Em palavras bem corriqueiras, mimese é uma reapresentação da realidade que o artista faz. Vá lá, grosseiramente, uma cópia – ou, ainda, uma tentativa de cópia daquilo que ele viu (ressalve-se que eu adverti: é uma definição grosseira).

Eu costumava colocar uma cadeira em cima de uma classe e perguntava o que os meus alunos viam. A resposta era uma só: cadeira. Eu dizia que não. O revide era imediato: “Que é professora, ‘tá’ querendo inventar a roda?”

Principiava, então, a explicação: fomos ensinados a ver aquele objeto como cadeira, em sua totalidade, mas o que vemos são partes daquele objeto, raros alunos enxergavam, por exemplo, o assento.

Eis o papel do artista: desvelar aquilo que as demais pessoas não enxergam, não percebem. Ele reapresenta a realidade, sob uma nova ótica. Pode ser que muitos mortais, como nós, não entendamos as obras de Anita Malfatti ou de Picasso, mas a realidade está reapresentada ali.

Falta, para a maioria da população, é conhecimento para entender, ler, analisar obras artísticas de um modo geral. Experimente ‘ler’ os quadros de Van Gogh e desfrute a beleza daquelas obras. Por que nos deliciamos tanto com as obras de Machado de Assis?
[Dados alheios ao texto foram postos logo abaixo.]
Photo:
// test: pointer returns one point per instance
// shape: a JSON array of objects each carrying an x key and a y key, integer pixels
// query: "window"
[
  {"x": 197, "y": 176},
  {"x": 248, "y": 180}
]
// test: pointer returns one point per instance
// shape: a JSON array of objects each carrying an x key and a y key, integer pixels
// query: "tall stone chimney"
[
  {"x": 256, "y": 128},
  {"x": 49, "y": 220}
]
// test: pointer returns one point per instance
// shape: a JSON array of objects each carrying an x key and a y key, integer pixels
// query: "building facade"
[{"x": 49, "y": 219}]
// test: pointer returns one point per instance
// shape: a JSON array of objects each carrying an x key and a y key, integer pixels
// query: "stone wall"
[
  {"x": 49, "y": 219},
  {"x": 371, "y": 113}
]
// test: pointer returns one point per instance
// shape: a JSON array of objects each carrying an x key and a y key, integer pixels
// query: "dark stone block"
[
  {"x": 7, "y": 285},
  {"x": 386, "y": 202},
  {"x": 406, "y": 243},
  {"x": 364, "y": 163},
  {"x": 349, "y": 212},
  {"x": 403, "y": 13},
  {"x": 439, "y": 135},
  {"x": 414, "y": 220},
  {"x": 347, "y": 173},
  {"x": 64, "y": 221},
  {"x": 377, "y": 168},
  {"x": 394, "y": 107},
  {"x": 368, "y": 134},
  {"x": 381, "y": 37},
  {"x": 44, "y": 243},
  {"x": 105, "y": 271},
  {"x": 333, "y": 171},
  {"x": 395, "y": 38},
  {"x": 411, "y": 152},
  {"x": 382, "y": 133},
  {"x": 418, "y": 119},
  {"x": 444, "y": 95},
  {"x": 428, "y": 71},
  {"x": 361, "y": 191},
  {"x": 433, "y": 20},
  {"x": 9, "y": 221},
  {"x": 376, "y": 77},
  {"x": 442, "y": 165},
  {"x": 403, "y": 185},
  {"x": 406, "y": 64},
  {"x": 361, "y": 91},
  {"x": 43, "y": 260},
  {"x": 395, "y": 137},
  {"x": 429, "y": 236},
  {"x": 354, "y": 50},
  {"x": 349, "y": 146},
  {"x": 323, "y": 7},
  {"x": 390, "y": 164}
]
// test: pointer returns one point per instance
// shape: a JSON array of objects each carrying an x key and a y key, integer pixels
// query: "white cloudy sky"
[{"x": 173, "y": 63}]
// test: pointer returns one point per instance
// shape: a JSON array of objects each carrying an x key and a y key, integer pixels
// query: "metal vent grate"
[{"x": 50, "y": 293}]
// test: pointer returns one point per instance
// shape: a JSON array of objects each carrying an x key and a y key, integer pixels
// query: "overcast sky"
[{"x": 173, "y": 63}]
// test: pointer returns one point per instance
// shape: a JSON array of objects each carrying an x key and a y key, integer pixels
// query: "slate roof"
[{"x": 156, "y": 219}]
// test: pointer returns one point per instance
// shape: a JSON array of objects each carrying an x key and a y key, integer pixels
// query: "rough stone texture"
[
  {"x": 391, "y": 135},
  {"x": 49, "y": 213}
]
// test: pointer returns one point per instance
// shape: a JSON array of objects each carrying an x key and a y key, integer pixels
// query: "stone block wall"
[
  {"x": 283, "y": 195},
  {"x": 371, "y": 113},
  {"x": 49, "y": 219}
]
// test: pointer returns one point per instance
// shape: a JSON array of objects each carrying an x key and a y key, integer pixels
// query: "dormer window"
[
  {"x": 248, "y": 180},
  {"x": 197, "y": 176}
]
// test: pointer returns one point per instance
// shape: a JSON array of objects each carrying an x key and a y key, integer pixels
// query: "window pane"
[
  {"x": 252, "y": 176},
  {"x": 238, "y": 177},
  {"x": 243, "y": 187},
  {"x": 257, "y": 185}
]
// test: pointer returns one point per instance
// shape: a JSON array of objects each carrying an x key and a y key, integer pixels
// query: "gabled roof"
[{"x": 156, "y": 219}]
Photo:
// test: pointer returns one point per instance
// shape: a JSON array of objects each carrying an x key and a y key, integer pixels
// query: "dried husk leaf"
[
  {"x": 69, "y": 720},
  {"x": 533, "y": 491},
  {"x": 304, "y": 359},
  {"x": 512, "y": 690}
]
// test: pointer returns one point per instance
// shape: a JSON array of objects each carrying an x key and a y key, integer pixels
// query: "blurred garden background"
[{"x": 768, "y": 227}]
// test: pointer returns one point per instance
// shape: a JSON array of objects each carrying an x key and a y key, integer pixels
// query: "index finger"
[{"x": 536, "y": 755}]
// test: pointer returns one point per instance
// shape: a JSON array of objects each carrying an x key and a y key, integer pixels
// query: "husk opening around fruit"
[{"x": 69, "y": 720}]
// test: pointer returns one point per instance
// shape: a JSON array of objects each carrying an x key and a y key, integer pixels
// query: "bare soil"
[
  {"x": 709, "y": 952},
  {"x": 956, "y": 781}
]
Este escrito surgiu de uma conversa banal: “A senhora não sabe a verdade sobre os fatos!” E a senhora, no caso a professora de Literatura, questionou-se: “Qual verdade? O teu ponto de vista sobre a cadeira? E se a verdade estava justamente sobre o assento, nenhum de nós conseguiu alcançá-la?

Se a obra literária, em particular, os romances, que são mais difundidos hoje em dia, reapresenta a realidade, convém pensar a realidade sob diversos prismas, pontos de vista e nem sempre aquilo que eu sei corresponde, em sua integralidade, aos fatos decorridos.

Tivemos uma eleição polarizada e eivada por ‘Fake News‘; já, em 2022, uma parte da população estava mais atenta e, ontem, eu li a história de um candidato a prefeito que estaria sendo acusado de algo que não prometeu: a promessa estaria gravada em áudio. O meu sinal de alerta soou: uso de inteligência artificial?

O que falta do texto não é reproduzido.